SCROLL TO CONTINUE WITH CONTENT
Gusti menambahkan hingga saat ini belum ada komunikasi langsung dari pihak terlapor. Meskipun begitu, pihaknya tetap menyambut baik jika Vicky Prasetyo berinisiatif menghubungi mereka demi menyelesaikan persoalan ini secara tuntas.
"Saya berharap telepon dari dia kalau misalnya dia mau mediasi seperti apa yang disampaikan oleh PH beliau, monggo. PH kami ada kok kontaknya," tutur Gusti.
Sebagai korban, Gusti menegaskan sikapnya sangat terbuka untuk mendiskusikan skema pengembalian dana tersebut. Dirinya tidak menutup ruang komunikasi asalkan ada kejujuran serta komitmen nyata dari terlapor untuk melunasi kewajibannya.
"Diskusi saja sih, kalau aku lebih terbuka, ya sudah. Kamu punyanya apa? Kamu punyanya berapa? Maunya seperti apa?

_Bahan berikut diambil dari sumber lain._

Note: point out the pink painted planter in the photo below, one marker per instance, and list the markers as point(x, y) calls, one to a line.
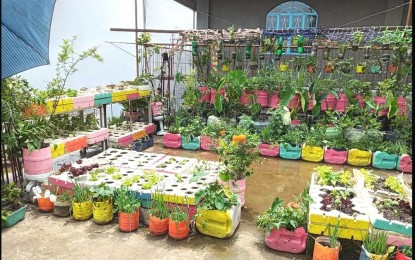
point(274, 100)
point(295, 102)
point(335, 157)
point(328, 103)
point(262, 97)
point(205, 142)
point(212, 94)
point(172, 140)
point(83, 101)
point(342, 103)
point(268, 150)
point(156, 108)
point(37, 162)
point(205, 94)
point(287, 241)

Monggo diskusi saja dulu, enaknya seperti apa," ujar Gusti.
Baginya, proses pidana yang sedang berjalan di Polda Metro Jaya itu merupakan konsekuensi hukum atas perbuatan yang diduga dilakukan oleh Vicky Prasetyo. Namun, fokus utamanya saat ini tetap pada pemulihan kerugian serta pengembalian hak uang miliknya.
"Kamu juga sudah memakai uang saya, ya sudah, itu sewajarnya dikembalikan. Bertanggung jawab, boleh berusaha pidana, perdata, apa pun itu diusahakan karena itu hak saya," tegas Gusti.

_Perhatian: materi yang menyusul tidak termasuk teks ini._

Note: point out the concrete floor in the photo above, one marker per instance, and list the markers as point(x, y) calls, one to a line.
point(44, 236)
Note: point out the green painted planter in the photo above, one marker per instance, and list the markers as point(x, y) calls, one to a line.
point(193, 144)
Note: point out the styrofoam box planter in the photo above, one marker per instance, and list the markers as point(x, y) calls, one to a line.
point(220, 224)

Gusti melaporkan Vicky Prasetyo ke Polda Metro Jaya terkait dugaan penipuan. Gusti mengungkapkan modus awal yang menjeratnya bermula dari tawaran proyek fasilitas olahraga mini soccer.
Vicky Prasetyo menawarkan kerja sama bisnis dengan iming-iming imbalan hasil keuntungan hingga ratusan juta rupiah. Vicky Prasetyo disebut kembali memanfaatkan kepercayaan Gusti untuk menyuntikkan modal pada perhelatan suatu acara. Korban menyebut Vicky meyakinkannya soal acara tersebut didukung penuh oleh anggaran pemerintah daerah sehingga tidak memiliki risiko kerugian finansial.
Gusti mencatat total kerugian pribadinya akibat bujuk rayu dan proyek yang diiming-imingi Vicky Prasetyo mencapai angka Rp 2,3 miliar.